Le gouvernement britannique souhaiterait apparemment un accord à la Suisse pour le Brexit

Le gouvernement se dirigerait apparement vers une relation semblable à celle de la Suisse avec l'UE. Johannes Simon/Getty Images

Le gouvernement de Theresa May viserait apparemment vers un modèle semblable à la Suisse pour sa relation avec l'Union Européenne après le Brexit. 

À la grande frustration des fervents soutiens du Brexit au sein du parti conservateur, l'accord qu'a la Suisse avec l'UE est désormais sérieusement envisagé au sein de Whitehall et n'a pas encore été exclu par la première ministre, selon Politico

Un représentant officiel du gouvernement a dit à Politico: "C'est un des axes potentiels discuté." 

La Suisse bénéficie d'un accès presque maximum au marché unique européen, à travers un accord de libre-échange avec l'UE qui repose sur un alignement de la régulation. Cependant, si elle brise une seule clause de cet accord commercial, tout l'accord tombe à l'eau. 
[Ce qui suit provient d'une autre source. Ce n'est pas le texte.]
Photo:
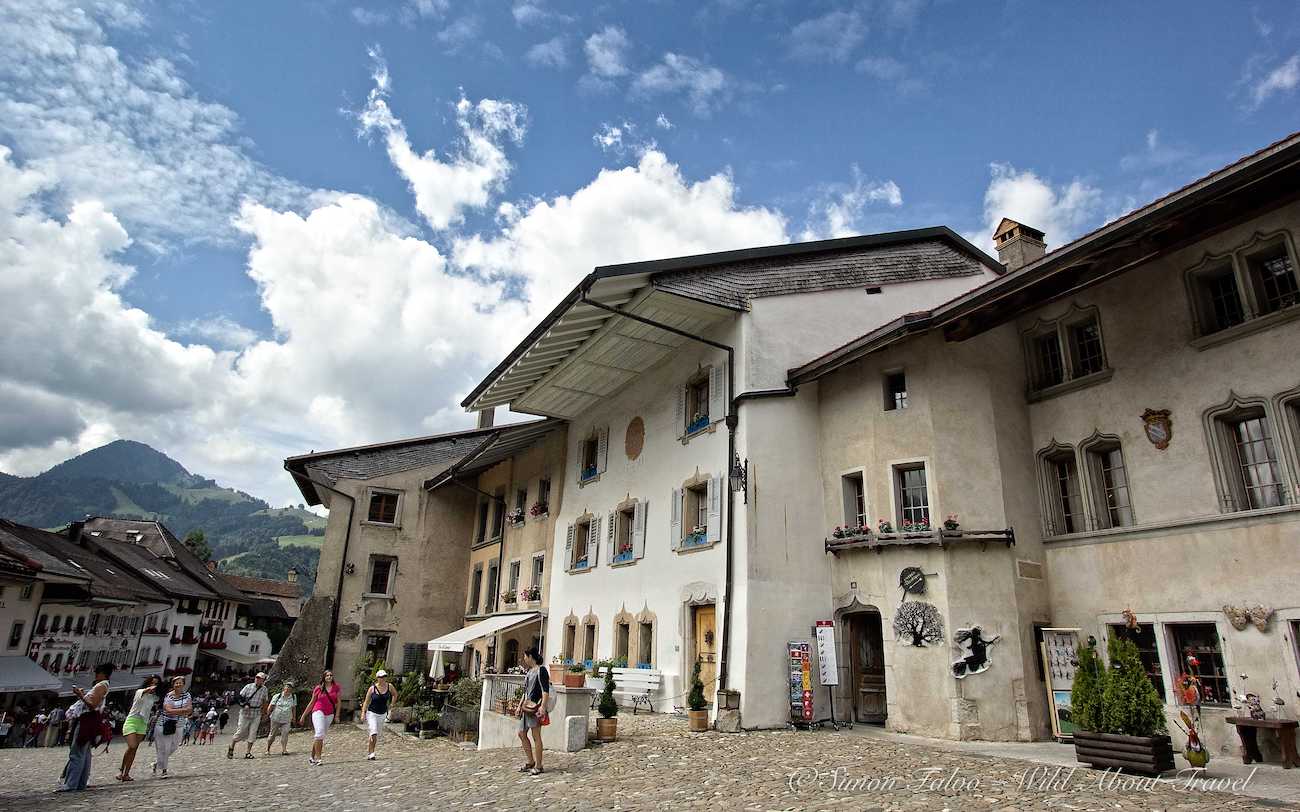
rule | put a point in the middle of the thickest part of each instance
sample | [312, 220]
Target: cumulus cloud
[550, 53]
[446, 186]
[839, 208]
[86, 116]
[1061, 212]
[830, 38]
[705, 87]
[606, 52]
Ceux en faveur du Brexit qui veulent un retrait de l'UE dans les règles s'inquiètent que cet accord maintiendrait le Royaume-Uni lié à l'infrastructure de l'UE mais avec moins de marge pour changer la procédure, on rapporte par conséquent que les négociateurs anglais essayent de trouver un moyen d'obtenir l'accès au marché unique sans être lié, comme la Suisse. 
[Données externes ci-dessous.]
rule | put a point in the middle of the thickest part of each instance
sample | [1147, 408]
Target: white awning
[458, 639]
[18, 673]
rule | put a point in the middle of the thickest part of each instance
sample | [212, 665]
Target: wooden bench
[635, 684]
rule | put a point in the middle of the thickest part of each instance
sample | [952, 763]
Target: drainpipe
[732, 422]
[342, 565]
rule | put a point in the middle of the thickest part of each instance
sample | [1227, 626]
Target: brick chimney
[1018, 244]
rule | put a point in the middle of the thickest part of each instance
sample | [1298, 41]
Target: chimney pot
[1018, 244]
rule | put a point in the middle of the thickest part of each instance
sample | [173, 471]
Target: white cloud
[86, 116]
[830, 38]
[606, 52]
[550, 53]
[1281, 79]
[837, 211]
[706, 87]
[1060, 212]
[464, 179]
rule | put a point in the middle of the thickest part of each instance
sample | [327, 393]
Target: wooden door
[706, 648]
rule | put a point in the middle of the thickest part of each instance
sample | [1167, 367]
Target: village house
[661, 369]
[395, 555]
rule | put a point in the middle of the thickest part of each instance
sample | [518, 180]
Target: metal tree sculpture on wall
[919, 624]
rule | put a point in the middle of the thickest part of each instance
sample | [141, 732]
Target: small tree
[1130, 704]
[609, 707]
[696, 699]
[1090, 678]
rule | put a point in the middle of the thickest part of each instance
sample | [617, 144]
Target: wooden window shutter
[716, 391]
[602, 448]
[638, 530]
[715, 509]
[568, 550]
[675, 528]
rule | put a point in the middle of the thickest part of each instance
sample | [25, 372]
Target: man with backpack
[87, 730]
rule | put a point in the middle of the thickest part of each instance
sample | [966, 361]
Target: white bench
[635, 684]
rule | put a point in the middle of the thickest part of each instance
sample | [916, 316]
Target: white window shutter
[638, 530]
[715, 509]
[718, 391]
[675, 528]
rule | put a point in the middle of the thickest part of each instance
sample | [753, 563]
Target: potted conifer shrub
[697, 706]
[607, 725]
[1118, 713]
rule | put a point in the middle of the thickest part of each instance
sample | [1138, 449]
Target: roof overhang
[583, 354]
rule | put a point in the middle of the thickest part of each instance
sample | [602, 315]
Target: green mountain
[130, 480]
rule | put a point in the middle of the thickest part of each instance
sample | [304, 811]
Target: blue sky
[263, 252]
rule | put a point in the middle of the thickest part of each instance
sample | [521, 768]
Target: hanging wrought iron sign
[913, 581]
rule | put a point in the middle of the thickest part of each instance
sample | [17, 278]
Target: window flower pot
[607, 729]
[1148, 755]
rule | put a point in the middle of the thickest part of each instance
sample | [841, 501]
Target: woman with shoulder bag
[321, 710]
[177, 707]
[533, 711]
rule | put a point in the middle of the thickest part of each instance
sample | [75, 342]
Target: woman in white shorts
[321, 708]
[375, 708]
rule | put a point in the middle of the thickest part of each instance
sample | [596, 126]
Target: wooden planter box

L'accord serait décidé "chapitre par chapitre," ce qui voudrait dire qu'il prendrait place au cours d'un certain nombre d'années durant une période d'implantation, et si une partie de l'accord échoue, tout ne s'effondrerait pas automatiquement. 

May a exclu un accord de libre-échange de type canadien lors de son discours à Florence, étant donné qu'il ne donne pas au Royaume-Uni assez d'accès à l'économie de l'UE, et a aussi dit qu'une option comme celle de la Norvège dans l'EEE (Espace économique européen) était trop contraignante pour le Royaume-Uni après le Brexit. 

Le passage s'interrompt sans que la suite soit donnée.